Best Buy’s board easily could have gone the route of finding an unsullied Dunn lieutenant or bringing in a savvy veteran of the modern retail wars. But instead, directors selected Hubert Joly, a Frenchman who resigned his position as president and CEO of Carlson to accept the chief’s job at Best Buy.

At the time, Carlson owned hospitality and entertainment brands including TGI Fridays and Radisson Hotel Group, not bricks-and-mortar retailers. Joly had turned around the Vivendi video games operation, not a retail brand like Best Buy. A former McKinsey consultant, Joly was (and remains) a director of Ralph Lauren, a fashion design house, not on the board of some consumer electronics brand. Wedbush Securities analyst Michael Pachter called Joly “completely unqualified” because of a lack of retail experience. “It’s shocking to me,” he said.

But Joly’s lack of insiderish experience, and successes outside Best Buy’s vertical, were exactly why then Best Buy Chairman Hatim Tyabji advocated for his selection. “Hubert’s range and depth of experience in transforming companies is exactly what the company needs at the moment, as is his energetic, imaginative and experienced leadership in executing strategies,” Tyabji said at the time.

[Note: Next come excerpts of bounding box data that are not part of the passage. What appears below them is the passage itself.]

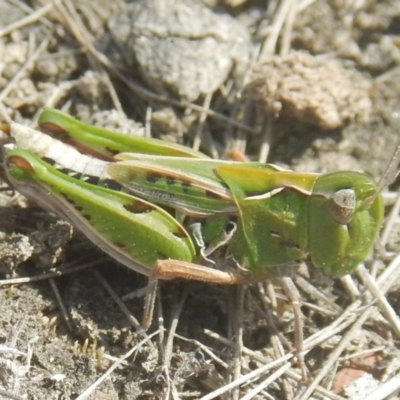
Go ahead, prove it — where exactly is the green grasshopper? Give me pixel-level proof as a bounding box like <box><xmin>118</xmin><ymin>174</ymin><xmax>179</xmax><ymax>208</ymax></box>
<box><xmin>0</xmin><ymin>109</ymin><xmax>384</xmax><ymax>360</ymax></box>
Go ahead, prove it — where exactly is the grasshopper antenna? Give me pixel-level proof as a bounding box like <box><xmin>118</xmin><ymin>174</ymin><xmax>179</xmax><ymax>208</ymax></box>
<box><xmin>363</xmin><ymin>113</ymin><xmax>400</xmax><ymax>208</ymax></box>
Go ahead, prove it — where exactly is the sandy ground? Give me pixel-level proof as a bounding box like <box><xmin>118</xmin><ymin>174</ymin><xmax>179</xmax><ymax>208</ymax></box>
<box><xmin>0</xmin><ymin>0</ymin><xmax>400</xmax><ymax>400</ymax></box>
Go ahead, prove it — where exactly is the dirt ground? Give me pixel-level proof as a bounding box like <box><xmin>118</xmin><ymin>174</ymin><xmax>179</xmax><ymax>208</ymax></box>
<box><xmin>0</xmin><ymin>0</ymin><xmax>400</xmax><ymax>400</ymax></box>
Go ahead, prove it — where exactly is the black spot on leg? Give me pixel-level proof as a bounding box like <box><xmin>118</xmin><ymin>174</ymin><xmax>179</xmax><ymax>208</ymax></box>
<box><xmin>181</xmin><ymin>181</ymin><xmax>192</xmax><ymax>193</ymax></box>
<box><xmin>146</xmin><ymin>172</ymin><xmax>161</xmax><ymax>183</ymax></box>
<box><xmin>165</xmin><ymin>176</ymin><xmax>175</xmax><ymax>186</ymax></box>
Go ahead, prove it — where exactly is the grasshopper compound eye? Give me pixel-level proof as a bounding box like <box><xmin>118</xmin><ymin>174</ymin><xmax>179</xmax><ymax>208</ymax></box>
<box><xmin>329</xmin><ymin>189</ymin><xmax>356</xmax><ymax>225</ymax></box>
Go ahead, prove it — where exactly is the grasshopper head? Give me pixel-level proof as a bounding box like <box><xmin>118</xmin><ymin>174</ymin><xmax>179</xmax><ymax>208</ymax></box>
<box><xmin>309</xmin><ymin>172</ymin><xmax>384</xmax><ymax>276</ymax></box>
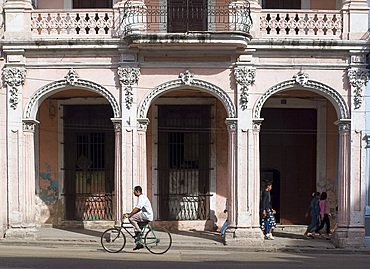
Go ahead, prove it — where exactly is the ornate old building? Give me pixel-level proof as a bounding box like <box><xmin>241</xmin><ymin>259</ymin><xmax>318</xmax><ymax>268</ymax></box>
<box><xmin>0</xmin><ymin>0</ymin><xmax>369</xmax><ymax>247</ymax></box>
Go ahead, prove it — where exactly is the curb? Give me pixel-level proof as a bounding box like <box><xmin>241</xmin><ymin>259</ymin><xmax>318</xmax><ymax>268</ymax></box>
<box><xmin>0</xmin><ymin>239</ymin><xmax>370</xmax><ymax>255</ymax></box>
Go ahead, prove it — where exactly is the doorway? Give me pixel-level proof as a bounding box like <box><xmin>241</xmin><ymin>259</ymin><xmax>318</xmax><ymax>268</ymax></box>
<box><xmin>158</xmin><ymin>105</ymin><xmax>211</xmax><ymax>220</ymax></box>
<box><xmin>63</xmin><ymin>105</ymin><xmax>114</xmax><ymax>220</ymax></box>
<box><xmin>260</xmin><ymin>108</ymin><xmax>317</xmax><ymax>224</ymax></box>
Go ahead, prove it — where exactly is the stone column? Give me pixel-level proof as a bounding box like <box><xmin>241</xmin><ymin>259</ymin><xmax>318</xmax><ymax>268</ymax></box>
<box><xmin>112</xmin><ymin>119</ymin><xmax>124</xmax><ymax>224</ymax></box>
<box><xmin>22</xmin><ymin>120</ymin><xmax>38</xmax><ymax>225</ymax></box>
<box><xmin>333</xmin><ymin>120</ymin><xmax>351</xmax><ymax>247</ymax></box>
<box><xmin>117</xmin><ymin>66</ymin><xmax>140</xmax><ymax>212</ymax></box>
<box><xmin>225</xmin><ymin>118</ymin><xmax>238</xmax><ymax>227</ymax></box>
<box><xmin>137</xmin><ymin>118</ymin><xmax>149</xmax><ymax>195</ymax></box>
<box><xmin>251</xmin><ymin>119</ymin><xmax>263</xmax><ymax>227</ymax></box>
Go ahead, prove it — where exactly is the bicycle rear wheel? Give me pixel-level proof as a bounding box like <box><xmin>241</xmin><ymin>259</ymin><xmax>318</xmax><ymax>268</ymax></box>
<box><xmin>100</xmin><ymin>228</ymin><xmax>126</xmax><ymax>253</ymax></box>
<box><xmin>144</xmin><ymin>227</ymin><xmax>172</xmax><ymax>254</ymax></box>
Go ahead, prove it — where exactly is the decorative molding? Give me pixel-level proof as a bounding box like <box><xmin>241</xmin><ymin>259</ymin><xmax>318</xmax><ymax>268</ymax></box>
<box><xmin>293</xmin><ymin>70</ymin><xmax>310</xmax><ymax>86</ymax></box>
<box><xmin>180</xmin><ymin>70</ymin><xmax>194</xmax><ymax>85</ymax></box>
<box><xmin>137</xmin><ymin>118</ymin><xmax>150</xmax><ymax>132</ymax></box>
<box><xmin>347</xmin><ymin>68</ymin><xmax>369</xmax><ymax>109</ymax></box>
<box><xmin>64</xmin><ymin>68</ymin><xmax>79</xmax><ymax>86</ymax></box>
<box><xmin>111</xmin><ymin>118</ymin><xmax>122</xmax><ymax>132</ymax></box>
<box><xmin>3</xmin><ymin>67</ymin><xmax>26</xmax><ymax>109</ymax></box>
<box><xmin>225</xmin><ymin>118</ymin><xmax>238</xmax><ymax>132</ymax></box>
<box><xmin>24</xmin><ymin>70</ymin><xmax>121</xmax><ymax>119</ymax></box>
<box><xmin>234</xmin><ymin>67</ymin><xmax>256</xmax><ymax>110</ymax></box>
<box><xmin>22</xmin><ymin>119</ymin><xmax>40</xmax><ymax>132</ymax></box>
<box><xmin>252</xmin><ymin>119</ymin><xmax>264</xmax><ymax>132</ymax></box>
<box><xmin>118</xmin><ymin>67</ymin><xmax>140</xmax><ymax>86</ymax></box>
<box><xmin>253</xmin><ymin>74</ymin><xmax>350</xmax><ymax>119</ymax></box>
<box><xmin>138</xmin><ymin>74</ymin><xmax>236</xmax><ymax>118</ymax></box>
<box><xmin>117</xmin><ymin>67</ymin><xmax>140</xmax><ymax>109</ymax></box>
<box><xmin>334</xmin><ymin>119</ymin><xmax>351</xmax><ymax>132</ymax></box>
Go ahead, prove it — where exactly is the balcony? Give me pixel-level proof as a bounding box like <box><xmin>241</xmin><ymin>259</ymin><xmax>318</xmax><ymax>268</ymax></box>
<box><xmin>27</xmin><ymin>1</ymin><xmax>344</xmax><ymax>40</ymax></box>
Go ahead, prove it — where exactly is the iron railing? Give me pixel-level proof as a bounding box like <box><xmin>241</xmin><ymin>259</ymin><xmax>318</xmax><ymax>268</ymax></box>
<box><xmin>120</xmin><ymin>1</ymin><xmax>252</xmax><ymax>35</ymax></box>
<box><xmin>157</xmin><ymin>194</ymin><xmax>212</xmax><ymax>220</ymax></box>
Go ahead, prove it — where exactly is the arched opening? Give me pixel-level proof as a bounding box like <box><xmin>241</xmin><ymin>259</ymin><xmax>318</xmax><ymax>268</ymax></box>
<box><xmin>36</xmin><ymin>87</ymin><xmax>114</xmax><ymax>224</ymax></box>
<box><xmin>260</xmin><ymin>87</ymin><xmax>338</xmax><ymax>225</ymax></box>
<box><xmin>147</xmin><ymin>87</ymin><xmax>228</xmax><ymax>230</ymax></box>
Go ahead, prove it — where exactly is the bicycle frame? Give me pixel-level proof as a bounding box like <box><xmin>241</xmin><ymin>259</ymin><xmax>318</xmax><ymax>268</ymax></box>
<box><xmin>120</xmin><ymin>221</ymin><xmax>158</xmax><ymax>245</ymax></box>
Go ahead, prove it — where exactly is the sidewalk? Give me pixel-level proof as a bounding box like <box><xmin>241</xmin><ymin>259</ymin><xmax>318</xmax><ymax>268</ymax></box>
<box><xmin>0</xmin><ymin>224</ymin><xmax>370</xmax><ymax>255</ymax></box>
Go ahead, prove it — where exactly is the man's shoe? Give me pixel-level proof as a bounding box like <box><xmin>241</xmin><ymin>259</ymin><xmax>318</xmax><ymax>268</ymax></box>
<box><xmin>133</xmin><ymin>244</ymin><xmax>144</xmax><ymax>250</ymax></box>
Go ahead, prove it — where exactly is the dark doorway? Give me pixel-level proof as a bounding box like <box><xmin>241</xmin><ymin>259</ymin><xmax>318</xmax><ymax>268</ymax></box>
<box><xmin>73</xmin><ymin>0</ymin><xmax>113</xmax><ymax>8</ymax></box>
<box><xmin>158</xmin><ymin>105</ymin><xmax>211</xmax><ymax>220</ymax></box>
<box><xmin>63</xmin><ymin>105</ymin><xmax>114</xmax><ymax>220</ymax></box>
<box><xmin>260</xmin><ymin>108</ymin><xmax>317</xmax><ymax>224</ymax></box>
<box><xmin>167</xmin><ymin>0</ymin><xmax>208</xmax><ymax>33</ymax></box>
<box><xmin>262</xmin><ymin>0</ymin><xmax>301</xmax><ymax>9</ymax></box>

And, in fact, Joly has succeeded probably beyond Tyabji’s expectations. The new CEO launched bold programs to match Amazon’s prices, slash costs, rationalize the store network, invest in Best Buy’s own e-commerce operation and create new services such as “smart nurseries” that help parents electronically cosset their newborns. Best Buy’s sales, stock price and prospects have turned around dramatically.